Her okuduğum kitabı tanıtmadığımı söylemeliyim. Bazı kitapları okusam da bir sebebe dayanmaksızın tanıtmadığım olur. Bir başkasının vakit kaybetmesini, okumasını arzulamam. Buna rağmen okuyup da tanıttığım kitapların herkese, bana olduğu kadar, faydası olabileceğini düşünmem.

Ah Tuna Vah Tuna isimli eserin muharriri/yazarı Samiha Ayverdi Hanımefendi. Bunu mutlaka tanıtmam gerekiyor, diyorum zira bir kitaptan elde edeceğiniz her ne varsa bu kitapta bulabilirsiniz.

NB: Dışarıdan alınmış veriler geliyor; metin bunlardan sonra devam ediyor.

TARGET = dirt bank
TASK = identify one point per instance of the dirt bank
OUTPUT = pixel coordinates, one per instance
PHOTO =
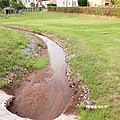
(44, 94)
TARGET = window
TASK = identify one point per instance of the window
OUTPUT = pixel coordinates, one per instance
(106, 4)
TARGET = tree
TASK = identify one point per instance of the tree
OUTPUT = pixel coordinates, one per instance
(32, 4)
(4, 3)
(17, 4)
(82, 2)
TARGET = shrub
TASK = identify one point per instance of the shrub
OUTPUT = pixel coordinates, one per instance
(88, 10)
(51, 4)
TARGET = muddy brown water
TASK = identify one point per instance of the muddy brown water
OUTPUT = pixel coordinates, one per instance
(45, 93)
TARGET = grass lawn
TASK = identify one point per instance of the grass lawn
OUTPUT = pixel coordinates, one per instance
(11, 44)
(94, 44)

Lakin bir nokta çok önemli, Yahya Kemal'in "anamızın sütü gibi helal güzel bir Türkçe" cümlesinin somutlaşmış hali bir eser bu. Nedenlerimin evveli işte bu mükemmel İstanbul Türkçesi... Harika bir anlatımı da katma değeri.

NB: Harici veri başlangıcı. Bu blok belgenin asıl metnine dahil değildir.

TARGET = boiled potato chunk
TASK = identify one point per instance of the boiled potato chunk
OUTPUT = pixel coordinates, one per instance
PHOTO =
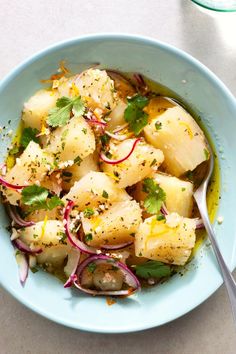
(179, 194)
(74, 140)
(93, 189)
(96, 88)
(76, 172)
(32, 166)
(50, 237)
(176, 133)
(116, 225)
(169, 241)
(137, 166)
(37, 107)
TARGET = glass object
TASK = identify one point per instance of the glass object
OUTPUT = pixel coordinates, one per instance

Bir eser öncelikle anlaşılır olmalı ve insanın fikri dünyasına dokunabildiği kadar his dünyasını da tatmin ve inşa etmeli. Cumhuriyetten sonra ve özellikle son dönemlerde oluşan bu dil boşluğunun kapatılması noktasında okuyucuyu sarıp sarmalamalı ve sadece muhabbetinden dolayı da okunması gerektiğini kabullenmeli.

Kubbealtı Neşriyatının genellikle yazarları bu anlamda, milli ve manevi değerlere kıymet veren ve bunu güzel İstanbul Türkçesi ile kaleme alabilen yazarlardan oluşuyor diye önkabulüm var sanırım. 1905'te doğmuş Cumhuriyetin ilk yıllarını gençken yaşamış, kültürlü bir neslin öncülerinden olan yazarın, eski ile yeni olanın arasında yaptığı mukayeseler satırlar arasında bize farklı ipuçları vermekte.

Kitabın, İstanbul Rüya Görüyor, Küçüksu, Göksu, Güzelce Hisar ve Anadolu Hisarı gibi başlıkları altında zemine dair yazılarında bir seyahatname tarzı hissettirse de Evliya Çelebi'nin seyahatnamesinden ziyade bir şairin veya bir edebiyat üstadının kaleminden çıkmış havası verir ki öyledir zaten. O dağları, bayırları, kıyıları, köşeleri, ağaçları bir insanmış gibi anlattığı tüm güzellikleri sizi içine çekebilir.

Bazen de Dayı Bey, Tesirli Zille, Kavas İlyas Ağa, Kavalalı Nimet, Fuat Paşa gibi tanıdığı kişilere çok değişik açılardan kaleminin ucuyla dokunuyor yazarımız. Böylece o kişi üzerinden geçmişle kültürle canlı bağlantı kuruyor.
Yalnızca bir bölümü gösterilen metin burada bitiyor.